Modern Distributed C++ with Ray

By Guyang Song and Yu Qi   

Introduction

With the explosive growth of data, the development speed of internet businesses has been significantly higher than that of computer hardware. This means that there are more and more fields and scenarios that require distributed systems. As a native programming language, C++ is widely used in modern distributed systems due to its high performance and lightweight characteristics. For example, frameworks such as Tensorflow, Caffe, XGboost, and Redis have all chosen C/C++ as the main programming language.

Compared with single-machine systems, it isn’t easy to build a C++ distributed system with complete features and high availability for production environments. Usually we need to address the following issues:

  • Communication: We need to define the communication protocol between components through serialization tools such as protobuf, and then communicate through the RPC framework (or socket). It is also important to consider issues such as service discovery, synchronous/asynchronous IO, and multiplexing.

  • Deployment: Machines need to meet specific resource specifications and deploy processes from multiple components. Implementation may require integrating with different cloud platforms to implement resource scheduling.

  • Fault tolerance: This includes monitoring failure events on any node or component as well as restarting and recovering system state.

The Ray C++ API was designed to help address these issues so that programmers can focus on the logic of the system itself. 

What is Ray

Ray Ecosystem
Ray Ecosystem, from Ion Stoica’s keynote at Ray Summit 2021.

Ray is an open source library for parallel and distributed Python. In the past few years, Ray and its ecosystem (Ray Tune, Ray Serve, RLlib, etc) have developed rapidly. It is widely used to build various AI and big data systems in companies such as Ant Group, Intel, Microsoft, Amazon, and Uber.
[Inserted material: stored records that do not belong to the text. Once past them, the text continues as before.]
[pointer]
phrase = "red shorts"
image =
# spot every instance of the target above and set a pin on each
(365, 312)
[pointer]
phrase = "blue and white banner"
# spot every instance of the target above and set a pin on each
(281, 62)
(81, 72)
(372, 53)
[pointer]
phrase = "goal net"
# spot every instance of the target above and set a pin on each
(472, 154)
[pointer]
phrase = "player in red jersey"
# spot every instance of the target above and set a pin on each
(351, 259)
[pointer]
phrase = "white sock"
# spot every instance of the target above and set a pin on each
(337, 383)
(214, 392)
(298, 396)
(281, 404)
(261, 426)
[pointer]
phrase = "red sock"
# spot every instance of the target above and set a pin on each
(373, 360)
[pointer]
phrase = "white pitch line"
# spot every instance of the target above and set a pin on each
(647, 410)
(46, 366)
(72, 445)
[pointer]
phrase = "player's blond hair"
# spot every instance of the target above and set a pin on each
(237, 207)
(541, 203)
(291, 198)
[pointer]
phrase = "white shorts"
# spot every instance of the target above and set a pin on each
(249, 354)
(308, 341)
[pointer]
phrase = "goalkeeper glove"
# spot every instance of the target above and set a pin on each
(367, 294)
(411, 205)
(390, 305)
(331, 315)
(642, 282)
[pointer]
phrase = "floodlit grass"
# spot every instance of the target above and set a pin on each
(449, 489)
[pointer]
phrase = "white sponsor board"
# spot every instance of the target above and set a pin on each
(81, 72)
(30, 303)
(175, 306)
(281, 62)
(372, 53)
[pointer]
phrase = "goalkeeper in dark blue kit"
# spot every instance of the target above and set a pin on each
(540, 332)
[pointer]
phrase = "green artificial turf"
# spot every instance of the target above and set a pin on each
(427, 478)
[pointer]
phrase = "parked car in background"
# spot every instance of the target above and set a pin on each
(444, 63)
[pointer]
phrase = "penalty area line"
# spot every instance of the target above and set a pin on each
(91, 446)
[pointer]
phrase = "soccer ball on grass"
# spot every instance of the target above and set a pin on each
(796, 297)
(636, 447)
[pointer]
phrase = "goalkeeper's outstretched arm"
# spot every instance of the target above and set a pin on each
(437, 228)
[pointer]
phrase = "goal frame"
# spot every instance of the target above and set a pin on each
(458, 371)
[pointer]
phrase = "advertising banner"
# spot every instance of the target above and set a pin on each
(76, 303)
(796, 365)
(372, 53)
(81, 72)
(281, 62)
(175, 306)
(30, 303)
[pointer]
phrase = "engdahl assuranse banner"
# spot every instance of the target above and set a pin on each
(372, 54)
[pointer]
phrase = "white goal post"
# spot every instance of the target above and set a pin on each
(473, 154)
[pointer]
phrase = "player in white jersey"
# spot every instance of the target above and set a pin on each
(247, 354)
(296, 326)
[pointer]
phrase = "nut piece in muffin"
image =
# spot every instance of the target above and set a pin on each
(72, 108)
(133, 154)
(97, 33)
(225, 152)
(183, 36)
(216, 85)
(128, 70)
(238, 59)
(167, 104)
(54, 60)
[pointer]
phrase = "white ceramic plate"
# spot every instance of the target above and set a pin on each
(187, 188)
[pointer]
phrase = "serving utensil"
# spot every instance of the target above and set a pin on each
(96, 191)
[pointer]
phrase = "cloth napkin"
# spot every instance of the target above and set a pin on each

Compared with existing big data computing systems (Spark, Flink, etc.), Ray is not based on a specific computing paradigm such as DataStream or DataSet. From a system-level perspective, Ray's API is more low-level and more flexible. Ray takes the existing concepts of functions and classes and translates them to the distributed setting as tasks and actors. Ray will not limit your application scenarios, whether it is batch processing, stream computing, graph computing, or machine learning, scientific computing, etc., as long as you need to use multiple machines to complete a specific task in cooperation, you can choose Ray to help you to construct your distributed system.

C++ API

C++ Stack

Originally, Ray only supported the Python API. In mid-2018, Ant Group contributed the Java API to the Ray Project. Recently, Ant Group contributed the C++ API to Ray. You may be wondering, why did we develop a C++ API when two popular languages were already supported? The main reason is that in some high-performance scenarios, Java and Python still cannot meet business needs even after system optimization. In addition, Ray Core and various components of Ray are pure C++ implementations. The C++ API can be used to seamlessly connect the user layer and the core layer which results in a system with no inter-language overhead. 

Task

A task in Ray corresponds to a function in single-machine programming. Through Ray's task API, it is easy to submit any C++ function to a distributed cluster for asynchronous execution. This greatly improves efficiency.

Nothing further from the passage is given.